Ape-human skull found in Turkana

This picture received from the Leakey Foundation via the Nature website on August 9, 2017 shows an infant ape cranium named as "Alesi", excavated from the site of an archaeological dig at Napudet, west of Lake Turkana in Kenya. PHOTO| THE LEAKEY FOUNDATION| AFP

The skull of an infant ape buried by a volcano 13 million years ago has preserved intriguing clues about the ancestor humans shared with apes — including a likely African origin, scientists said last week.

A previously-unknown creature that shared an extended family with the human forefather, had a flat face like that of our far-flung cousin the gibbon, but did not move like one, its discoverers wrote in the journal Nature.

NYANZAPITHECUS

They named it Nyanzapithecus alesi after “ales” — the word for “ancestor” in the Turkana language of Kenya, where the lemon-sized skull was unearthed. The sole specimen is that of an infant that would have grown to weigh about 11 kilogrammes in adulthood.

It had a brain much larger than monkeys from the same epoch.
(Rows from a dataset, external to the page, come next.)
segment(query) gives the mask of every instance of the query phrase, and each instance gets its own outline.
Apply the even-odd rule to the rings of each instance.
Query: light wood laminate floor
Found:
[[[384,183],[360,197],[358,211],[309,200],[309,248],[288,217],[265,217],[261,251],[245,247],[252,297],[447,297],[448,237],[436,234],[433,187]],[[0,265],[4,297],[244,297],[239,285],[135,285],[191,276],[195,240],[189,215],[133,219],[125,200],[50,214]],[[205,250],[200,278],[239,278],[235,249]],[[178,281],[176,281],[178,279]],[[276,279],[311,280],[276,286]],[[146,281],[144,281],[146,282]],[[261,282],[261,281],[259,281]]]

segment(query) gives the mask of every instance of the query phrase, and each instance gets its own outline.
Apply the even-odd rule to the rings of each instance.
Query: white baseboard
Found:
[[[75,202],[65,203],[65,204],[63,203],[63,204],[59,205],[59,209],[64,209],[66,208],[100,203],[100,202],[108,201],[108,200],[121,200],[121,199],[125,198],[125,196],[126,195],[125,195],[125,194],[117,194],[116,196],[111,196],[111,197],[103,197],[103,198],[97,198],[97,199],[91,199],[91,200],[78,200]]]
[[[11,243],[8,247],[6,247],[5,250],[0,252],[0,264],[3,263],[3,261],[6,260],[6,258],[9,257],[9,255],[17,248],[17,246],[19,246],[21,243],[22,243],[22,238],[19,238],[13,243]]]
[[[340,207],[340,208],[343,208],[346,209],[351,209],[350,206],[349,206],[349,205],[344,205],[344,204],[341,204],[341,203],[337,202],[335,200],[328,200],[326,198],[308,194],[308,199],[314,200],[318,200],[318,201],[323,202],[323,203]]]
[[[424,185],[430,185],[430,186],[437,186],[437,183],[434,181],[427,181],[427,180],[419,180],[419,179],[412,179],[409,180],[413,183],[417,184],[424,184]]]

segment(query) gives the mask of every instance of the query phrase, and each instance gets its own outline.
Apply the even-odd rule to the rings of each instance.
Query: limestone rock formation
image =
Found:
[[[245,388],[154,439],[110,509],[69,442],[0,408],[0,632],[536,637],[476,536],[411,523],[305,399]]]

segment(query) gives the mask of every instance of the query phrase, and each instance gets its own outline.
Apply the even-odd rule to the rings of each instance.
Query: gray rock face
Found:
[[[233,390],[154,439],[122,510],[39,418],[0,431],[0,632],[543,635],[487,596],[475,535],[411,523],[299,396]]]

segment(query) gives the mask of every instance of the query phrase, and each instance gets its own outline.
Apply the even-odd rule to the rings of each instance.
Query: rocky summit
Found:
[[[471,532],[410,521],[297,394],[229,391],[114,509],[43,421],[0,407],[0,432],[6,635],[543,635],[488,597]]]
This does not mean the direct ancestor of living apes necessarily looked like a gibbon, just that a member of its family did at the time. Assuming a gibbon-like appearance for our ancestor would be similar to scientists from the future unearthing a gorilla skull and concluding that all hominins — the group that also includes chimps and humans — looked like a gorilla.

The location of the extraordinary fossil find supported the idea that the ape-human ancestor lived in Africa and not in Asia as some have speculated. Hominoidea, or hominoids, is the name for the family of apes.

The group is divided in two, with humans, bonobos, chimps, gorillas and orangutans on the one side (hominids), and agile, tree-swinging gibbons (hylobatids) alone on the other. The new species belonged to a much older, ancestral group that included the forefather of hominoids. That group, which has no official name yet, lived and died millions of years ago. “The majority of that group, and the oldest members of that group, are African but we would not have been able to resolve all of that without Alesi,” said Nengo. Alesi’s is the most complete ape skull from the entire Miocene period, which ranged from about 24 million to five million years ago.

“It may be younger (than some other fossil pieces) but it is the only one where you have a face, you have the base of a skull, you have the inside of the skull, so you can see what a representative of them might have looked like,” said Nengo.

Hi-tech scans of the skull showed that Alesi had teeth similar to some gibbon species. While its baby teeth had been knocked out, Alesi’s adult teeth lay unerupted inside its jaw, and their age could be determined with great precision — the ape was one year and four months old when it died.